基本思想是从 A 转换到 B。t 值是介于两者之间的状态。

For example, if t is 0, then the state is A. If t is 1, then the state is B. Anything in-between is an interpolation.

Between two real (floating-point) numbers, an interpolation can be described as:

interpolation = A * (1 - t) + B * t


interpolation = A + (B - A) * t

The name of this type of interpolation, which transforms a value into another at constant speed is "linear". So, when you hear about Linear Interpolation, you know they are referring to this formula.

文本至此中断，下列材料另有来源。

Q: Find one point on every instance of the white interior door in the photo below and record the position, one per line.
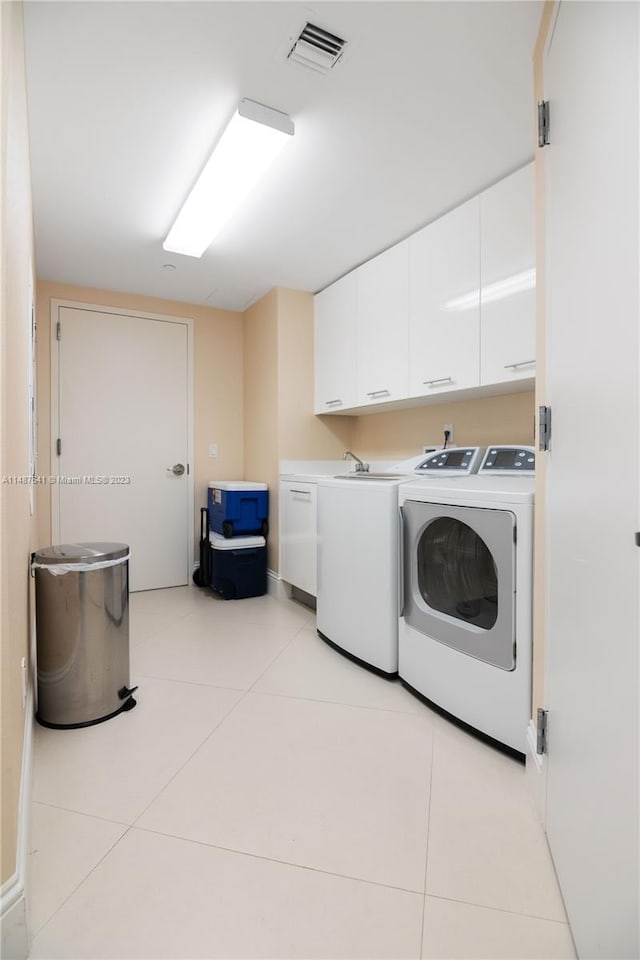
(122, 413)
(593, 483)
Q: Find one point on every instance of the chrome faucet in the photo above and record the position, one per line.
(361, 466)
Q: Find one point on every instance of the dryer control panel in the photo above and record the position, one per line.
(509, 461)
(457, 461)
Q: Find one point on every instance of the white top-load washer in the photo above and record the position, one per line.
(465, 641)
(359, 587)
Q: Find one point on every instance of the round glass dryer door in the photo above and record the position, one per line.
(460, 578)
(457, 574)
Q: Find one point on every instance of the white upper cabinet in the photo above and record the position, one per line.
(383, 294)
(444, 303)
(335, 316)
(507, 268)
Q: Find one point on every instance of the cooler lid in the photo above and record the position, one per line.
(71, 553)
(236, 485)
(218, 542)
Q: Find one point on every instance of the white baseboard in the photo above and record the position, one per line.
(13, 900)
(536, 774)
(276, 587)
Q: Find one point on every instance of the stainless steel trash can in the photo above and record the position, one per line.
(82, 633)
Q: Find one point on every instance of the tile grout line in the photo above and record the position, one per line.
(81, 813)
(513, 913)
(189, 758)
(284, 863)
(275, 659)
(426, 857)
(345, 703)
(84, 879)
(211, 732)
(131, 826)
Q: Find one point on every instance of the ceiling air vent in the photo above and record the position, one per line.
(316, 49)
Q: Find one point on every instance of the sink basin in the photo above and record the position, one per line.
(368, 476)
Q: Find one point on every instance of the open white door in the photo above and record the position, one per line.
(592, 166)
(121, 410)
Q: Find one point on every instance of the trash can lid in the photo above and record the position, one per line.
(81, 553)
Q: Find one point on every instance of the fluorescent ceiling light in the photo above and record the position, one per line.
(254, 137)
(517, 283)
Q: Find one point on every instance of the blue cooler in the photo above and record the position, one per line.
(238, 566)
(238, 507)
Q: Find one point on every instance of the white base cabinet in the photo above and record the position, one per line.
(298, 534)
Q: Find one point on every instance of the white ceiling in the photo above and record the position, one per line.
(431, 103)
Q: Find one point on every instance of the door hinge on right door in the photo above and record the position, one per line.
(543, 123)
(541, 731)
(544, 428)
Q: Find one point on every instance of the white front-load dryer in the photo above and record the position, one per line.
(465, 636)
(359, 585)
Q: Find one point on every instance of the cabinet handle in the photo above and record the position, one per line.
(520, 363)
(434, 383)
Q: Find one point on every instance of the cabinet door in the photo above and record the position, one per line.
(335, 345)
(508, 296)
(298, 534)
(383, 326)
(444, 303)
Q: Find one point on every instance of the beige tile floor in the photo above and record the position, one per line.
(269, 798)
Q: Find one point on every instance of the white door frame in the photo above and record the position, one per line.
(56, 305)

还有其他类型的插值, 这里将不做讨论. 建议之后阅读 Bezier 页面.


Vector types (Vector2 and Vector3) can also be interpolated, they come with handy functions to do it Vector2.lerp() and Vector3.lerp().

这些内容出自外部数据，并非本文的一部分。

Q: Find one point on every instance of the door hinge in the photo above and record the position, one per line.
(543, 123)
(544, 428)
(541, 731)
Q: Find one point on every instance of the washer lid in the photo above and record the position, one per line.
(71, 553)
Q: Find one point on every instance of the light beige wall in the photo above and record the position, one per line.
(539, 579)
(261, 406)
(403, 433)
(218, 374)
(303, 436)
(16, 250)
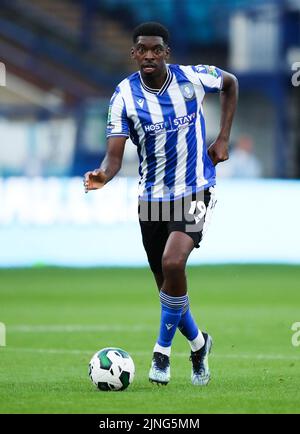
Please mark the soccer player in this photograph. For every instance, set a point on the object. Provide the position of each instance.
(160, 109)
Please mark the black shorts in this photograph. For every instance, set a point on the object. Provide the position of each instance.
(190, 215)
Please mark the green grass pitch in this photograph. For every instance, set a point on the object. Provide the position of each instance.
(56, 319)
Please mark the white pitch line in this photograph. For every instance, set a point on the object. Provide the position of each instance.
(145, 353)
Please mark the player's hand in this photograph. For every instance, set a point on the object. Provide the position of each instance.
(94, 180)
(218, 151)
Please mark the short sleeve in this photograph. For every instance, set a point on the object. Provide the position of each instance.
(117, 123)
(211, 77)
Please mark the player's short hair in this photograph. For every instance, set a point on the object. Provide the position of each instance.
(151, 29)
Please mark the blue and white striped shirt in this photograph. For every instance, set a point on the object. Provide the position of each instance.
(168, 128)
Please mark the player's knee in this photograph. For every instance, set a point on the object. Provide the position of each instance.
(173, 264)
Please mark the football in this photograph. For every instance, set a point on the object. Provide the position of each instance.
(111, 369)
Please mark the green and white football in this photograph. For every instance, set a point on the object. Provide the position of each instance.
(111, 369)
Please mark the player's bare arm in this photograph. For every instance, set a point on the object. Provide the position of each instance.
(110, 166)
(218, 150)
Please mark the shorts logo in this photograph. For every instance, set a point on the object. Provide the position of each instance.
(188, 91)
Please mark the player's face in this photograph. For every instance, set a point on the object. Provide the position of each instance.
(151, 53)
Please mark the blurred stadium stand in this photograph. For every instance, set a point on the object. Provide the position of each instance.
(63, 59)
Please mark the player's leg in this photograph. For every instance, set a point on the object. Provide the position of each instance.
(200, 342)
(173, 298)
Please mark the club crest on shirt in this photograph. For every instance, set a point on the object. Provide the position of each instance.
(188, 91)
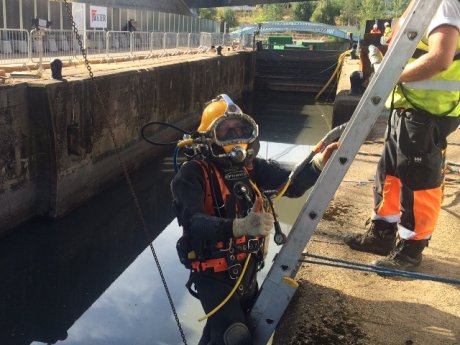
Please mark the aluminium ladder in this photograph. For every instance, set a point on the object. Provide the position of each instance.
(278, 287)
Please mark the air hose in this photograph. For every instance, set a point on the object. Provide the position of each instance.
(336, 73)
(243, 271)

对于三次插值,还有 Vector2.cubic_interpolate()Vector3.cubic_interpolate() ,它们执行 Bezier 式插值。

Here is example pseudo-code for going from point A to B using interpolation:

var t = 0.0

func _physics_process(delta):
    t += delta * 0.4

    $Sprite2D.position = $A.position.lerp($B.position, t)




It is also possible to interpolate whole transforms (make sure they have either uniform scale or, at least, the same non-uniform scale). For this, the function Transform3D.interpolate_with() can be used.




var t = 0.0

func _physics_process(delta):
    t += delta

    $Monkey.transform = $Position1.transform.interpolate_with($Position2.transform, t)




插值可用于平滑运动, 旋转等. 下面是使用平滑运动跟随鼠标的圆圈的例子:

const FOLLOW_SPEED = 4.0

func _physics_process(delta):
    var mouse_pos = get_local_mouse_position()

    $Sprite2D.position = $Sprite2D.position.lerp(mouse_pos, delta * FOLLOW_SPEED)



这对平滑相机运动很有用, 队友在跟随你(确保他们保持在一定范围内), 以及许多其他常见的游戏模式.